Bu manevi duyguya erişemeyen denyocuklardan zaten orucun ve ramazan'ın tarifini yapmalarını isteyen yok. Ayrıca kimseye zorla oruç tut diyen yok herkes kendine tutuyor yavrum seni acıtan ne?
her zaman bu tur yargılara çok güzel bir hikaye ile cevap vermek gerekir. böyle yine birisi siz boşuna aç kalıyorsunuz. namaz kılıyorsunuz dedikten sonra zat ''ben tamam bunları yapıyorum benim kaybım yok. ama benim dinime göre ya doğruysa o zaman sen yandın.'' lafı tam yerindedir. onun için namaz ve özellikle oruç konusunda bu kadar sığ düşünceler içinde olanların içki içip ''ben sarhoş olmuyorum kimseye zararım yok.'' tavrı gibi bir durumda bunu kabul etmeleri doğaldır. tutma demiyorum hobi olarak yine tut şeklinde bir eda ile söylenip içini boşaltmak ayrı bir durumdur.

fakat şöyle bir durum var. bir anlamda şu noktaya da biraz değinilmiş. oruç tutmanın amacı sonuçta bellidir. türkiye de müslümanların en çok ve en sık yaptığı ibadet oruç tutmaktır. çünkü oruç seni engellemez. yani namaz senin en değerli şeyini yani zamanını alır. fakat oruçta eşini yapabilirsin. her türlü rahatlığa sahipsindir. fakat biz hem oruçluyuz hem kızlara bakıp laf atarız. kötü söz söyleriz dedikodu yaparız. annemize babamıza bağırırız. insanların kalbini kırıp kul hakkı yeriz. o zaman bu oruç amacına ulaşmamış demektir. oruç nefsi dizginlemek için bir nimettir. eğer sadece aç kalıyor kendini oruca vermiyorsan o zaman bir anlamı yoktur. sadece kendini aç bırakmaktır.
midenin boş kalmasını oruç tutmak zanneden bireyin(!) söylemidir.Nefsine hakim olmaktır esas olan.
(bkz: bilgi sahibi olmadan fikir sahibi olmak)
bir üst noktası "vatan için boşu boşuna ölüp adına şehit demek" olabilecek, saçma sapan ve bir aklı evvelin klavyesinden çıkmışa benzeyen önerme.
sana göre boşu boşuna olabilir ama bana göre boşu boşuna değil, allah rızası denen bir mefhum var ve insanların büyük bir kısmı allah rızası için aç, susuz kalıyor yani boşu boşuna değil.
insanların yaşayışlarına, inançlarına ve tercihlerine saygı duymayan kişi, boşu boşuna nefes alıp evrende gereksiz yer kaplar. bitti!
"aç kalmak problem değil hocu, susuzluk zorluyo beni" denilerek savılabilecek söz öbeği.
dıııııııt yanlış başlık. baştan ofsayt. ne boşu boşunasından bahsediyosunuz.
--spoiler--
Her iyiliğe, on mislinden 700 misline kadar sevap verilir.
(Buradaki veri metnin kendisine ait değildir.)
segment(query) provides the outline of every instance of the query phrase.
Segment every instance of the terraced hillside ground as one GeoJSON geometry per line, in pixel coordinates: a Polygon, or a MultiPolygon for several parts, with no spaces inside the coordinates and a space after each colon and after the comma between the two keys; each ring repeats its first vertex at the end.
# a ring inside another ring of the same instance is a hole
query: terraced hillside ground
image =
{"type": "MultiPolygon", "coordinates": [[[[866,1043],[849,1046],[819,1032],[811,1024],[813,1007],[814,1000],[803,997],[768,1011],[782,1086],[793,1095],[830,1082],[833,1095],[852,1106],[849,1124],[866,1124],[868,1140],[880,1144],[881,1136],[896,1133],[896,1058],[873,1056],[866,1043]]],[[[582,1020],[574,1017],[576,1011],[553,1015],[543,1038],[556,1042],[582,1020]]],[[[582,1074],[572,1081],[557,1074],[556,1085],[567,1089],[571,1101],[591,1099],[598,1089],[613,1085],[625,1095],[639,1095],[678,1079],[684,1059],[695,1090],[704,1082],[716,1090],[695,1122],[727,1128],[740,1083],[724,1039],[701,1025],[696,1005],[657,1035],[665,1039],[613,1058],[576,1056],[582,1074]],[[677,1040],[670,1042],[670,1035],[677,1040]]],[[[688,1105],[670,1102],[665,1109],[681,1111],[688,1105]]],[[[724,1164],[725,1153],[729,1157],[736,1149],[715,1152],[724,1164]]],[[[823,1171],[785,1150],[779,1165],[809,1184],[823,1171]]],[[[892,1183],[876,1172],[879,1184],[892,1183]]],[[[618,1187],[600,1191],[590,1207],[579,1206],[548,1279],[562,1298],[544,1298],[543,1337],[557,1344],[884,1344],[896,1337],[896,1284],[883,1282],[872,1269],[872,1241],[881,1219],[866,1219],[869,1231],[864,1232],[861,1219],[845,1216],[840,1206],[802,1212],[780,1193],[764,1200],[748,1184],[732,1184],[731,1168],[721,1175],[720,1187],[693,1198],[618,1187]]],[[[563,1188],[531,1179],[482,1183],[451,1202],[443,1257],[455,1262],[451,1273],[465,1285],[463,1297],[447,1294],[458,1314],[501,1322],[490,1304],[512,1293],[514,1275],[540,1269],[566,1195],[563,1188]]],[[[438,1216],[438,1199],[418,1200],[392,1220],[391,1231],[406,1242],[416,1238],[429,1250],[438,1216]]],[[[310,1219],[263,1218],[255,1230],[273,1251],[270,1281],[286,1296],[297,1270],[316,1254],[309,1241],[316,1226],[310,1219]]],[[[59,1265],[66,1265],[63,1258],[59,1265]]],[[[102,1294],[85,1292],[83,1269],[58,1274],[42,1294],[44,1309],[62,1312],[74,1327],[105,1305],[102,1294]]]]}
Fakat oruç bana mahsustur, onun mükâfatını ben veririm. Çünkü kulum, benim için şehvetini ve yeme içmesini bırakmıştır.
--spoiler--
Ramazan Bayramı'nda işe gitmezsen mına koyiim emi.
eğer kalp ve nefis de oruç tutmuyorsa, gerçekten akşama kadar boş yere aç kalmaktır oruç. dolayısıyla bu sav da gerçek bir savdır. ancak oruç sadece bedenin değil, kalbin ve nefsin de oruç tutmasıdır. haramdan, günahtan kaçmak, sakınmak, adil olmak, ibadet etmek nefsi ve kalbi temiz tutan, oruç tutmasını sağlayan şeylerdir.
tutmayanlarun tutanlara saygı göstermesi gerekendir.
boşu boşuna yaşamaktan daha iyidir.
oruç tutarken, dedikodu yapan, kötü söz konuşan, yalan söyleyen, fitne yapan boşu boşuna aç kalır. Has orucun anlamı ise aç kalmak değil, bütün bunlardan uzak kalmaktır.